What about alcohol or smoking?

Although alcohol consumption and cigarette smoking are suspected risk factors for male subfertility, clear evidence is still lacking to support these habits as critical for your reproductive health. Nevertheless, most studies investigating the relationship between smoking and semen quality have concluded that, particularly among men with poor semen quality, moderate to heavy smoking can lead to even more pronounced semen abnormalities. Likewise, only chronic and/or excessive drinking has been clearly associated with adverse effects on semen quality. As such, you are advised to limit your alcohol consumption to no more than the government advised limit of 14 units of alcohol per week and to quit or abstain from smoking.

What about boxers or briefs?

Although several studies have investigated whether men who wear tighter underwear have a poorer semen quality compared to those who wear looser underwear, results have been inconclusive. Nevertheless, choice of clothing along with other modifiable lifestyle factors, e.g. hot showers, use of saunas and prolonged time in sedentary positions, have all been long suspected to cause elevated testicular temperature which is in turn widely known to reduce sperm production. As such, you are advised to limit any behaviour that might result in prolonged pressure or heat to your genital region as a cautionary step before and during your fertility treatment.

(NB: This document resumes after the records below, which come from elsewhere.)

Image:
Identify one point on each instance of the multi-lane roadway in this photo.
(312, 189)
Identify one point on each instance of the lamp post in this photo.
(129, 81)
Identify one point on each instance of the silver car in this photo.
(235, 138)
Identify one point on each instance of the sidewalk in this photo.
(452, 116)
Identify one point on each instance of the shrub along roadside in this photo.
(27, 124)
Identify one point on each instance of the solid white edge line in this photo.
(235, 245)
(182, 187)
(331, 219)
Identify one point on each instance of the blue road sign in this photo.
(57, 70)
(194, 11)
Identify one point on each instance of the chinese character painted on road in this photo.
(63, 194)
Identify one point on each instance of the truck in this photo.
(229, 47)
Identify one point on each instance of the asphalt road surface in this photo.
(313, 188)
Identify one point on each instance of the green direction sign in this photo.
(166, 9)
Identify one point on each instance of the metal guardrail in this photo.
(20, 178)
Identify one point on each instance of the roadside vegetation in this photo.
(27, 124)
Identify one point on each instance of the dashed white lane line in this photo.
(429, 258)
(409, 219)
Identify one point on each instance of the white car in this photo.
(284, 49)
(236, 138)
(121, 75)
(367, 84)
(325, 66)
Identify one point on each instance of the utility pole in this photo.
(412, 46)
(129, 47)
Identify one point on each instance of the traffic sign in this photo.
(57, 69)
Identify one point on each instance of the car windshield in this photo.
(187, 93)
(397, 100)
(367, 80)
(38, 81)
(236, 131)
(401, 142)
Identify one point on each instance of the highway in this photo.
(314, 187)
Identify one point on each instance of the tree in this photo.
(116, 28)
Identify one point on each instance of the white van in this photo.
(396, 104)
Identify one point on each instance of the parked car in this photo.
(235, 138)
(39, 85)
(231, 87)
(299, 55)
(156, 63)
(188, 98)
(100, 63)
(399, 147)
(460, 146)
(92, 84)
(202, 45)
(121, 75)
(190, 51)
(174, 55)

How much exercise is enough?

Although exercise is undoubtedly beneficial for your general health, its relationship with male fertility remains controversial. More specifically, recreational exercise of moderate intensity was suggested to improve reproductive health, particularly in men with poor semen quality, sedentary lifestyle and/or high BMI. On the contrary, highly strenuous exercise of extreme duration is suggested to increase the risk of poor semen quality and sexual dysfunction, with elite athletes being the most affected. It should be stressed here that image- and performance-enhancing use of anabolic steroids can have a detrimental effect on your sexual health, even leading to irreversible loss of sperm production. Instead, regular exercise in moderation and without any drug intervention is the scientific proven way to virility and reproductive success.

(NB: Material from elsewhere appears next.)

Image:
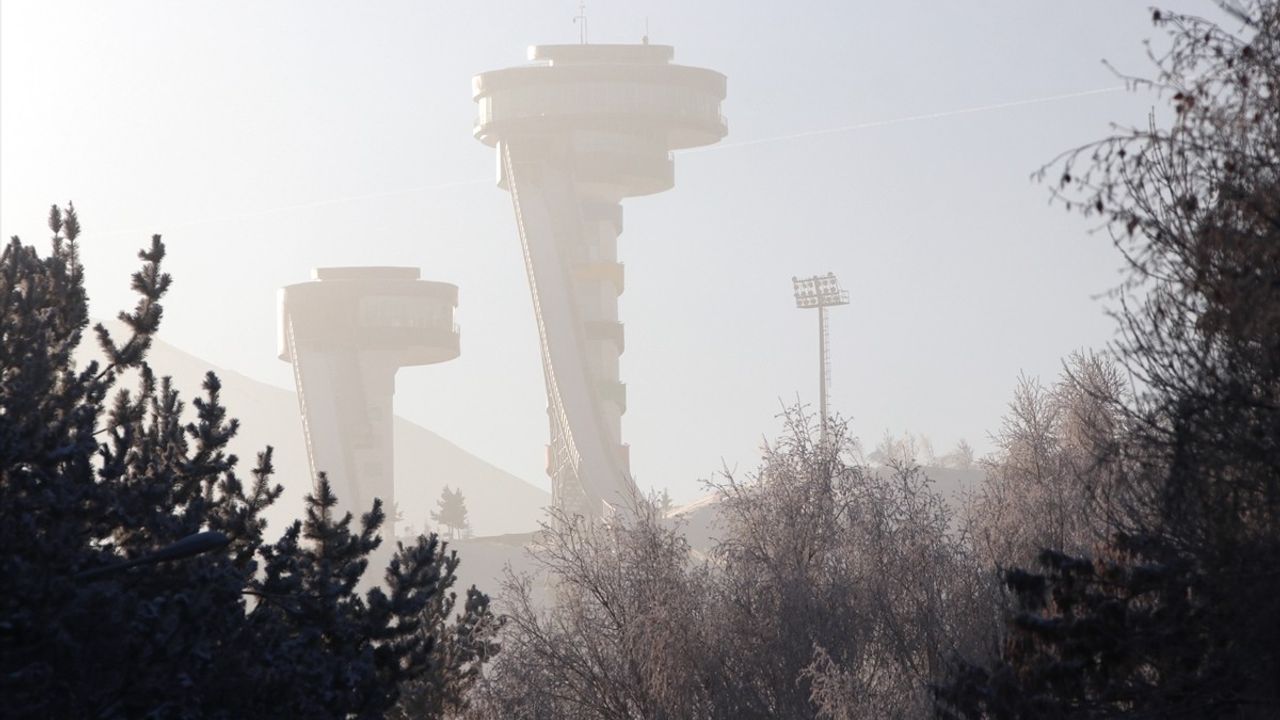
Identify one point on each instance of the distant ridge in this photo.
(498, 502)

Is stress a risk for fertility?

Stress is widespread in modern society and has taken its toll on people's well-being more than ever before. As a result, scientists have long suspected a link between psychological stress and reduced parameters of semen quality. Increasing evidence has particularly highlighted chronic and acute stress due to major life events as detrimental for male fertility. Most importantly, several studies have shown that high stress levels associated with infertility diagnosis and treatment can negatively affect semen quality and sabotage your best efforts to conceive. As such, please do not underestimate the importance of your emotional and psychological well-being in achieving your goal of having a baby. Taking measures to limit your stress levels as much as possible using techniques that work best for you can make a difference for your treatment.

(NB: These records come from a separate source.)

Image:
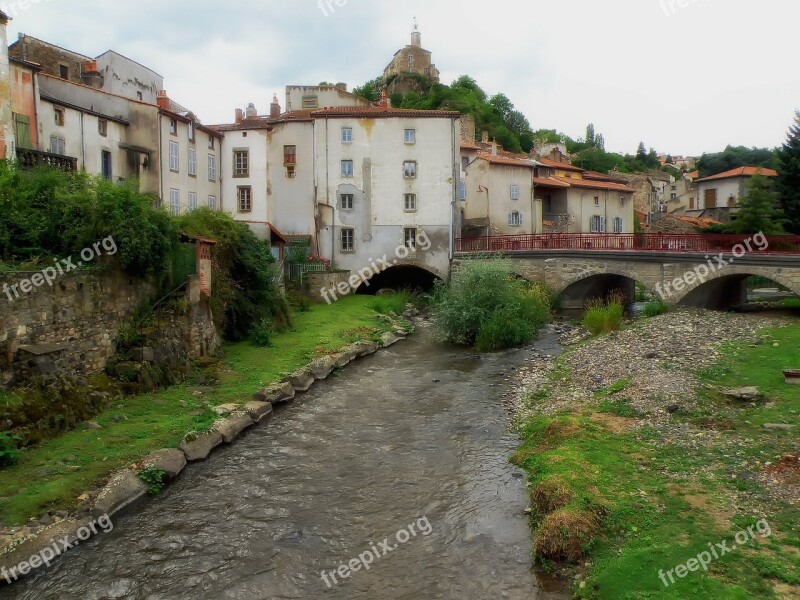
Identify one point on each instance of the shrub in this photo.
(262, 333)
(391, 303)
(9, 454)
(604, 317)
(485, 303)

Are these changes really going to help?

The process of spermatogenesis (sperm production) is cyclical and takes around 3 months to complete. Any positive changes you make will therefore not be seen immediately. You should therefore see this as a ‘long game’ and only make changes you feel are realistic and you can sustain for a long period of time. Fad dieting and short term changes will not be effective in improving your semen quality. Even with the best of intentions the improvements we see (if any) are not likely to be dramatic but by taking the time to make positive changes well in advance of your treatment process you are giving that treatment the very best chance of success.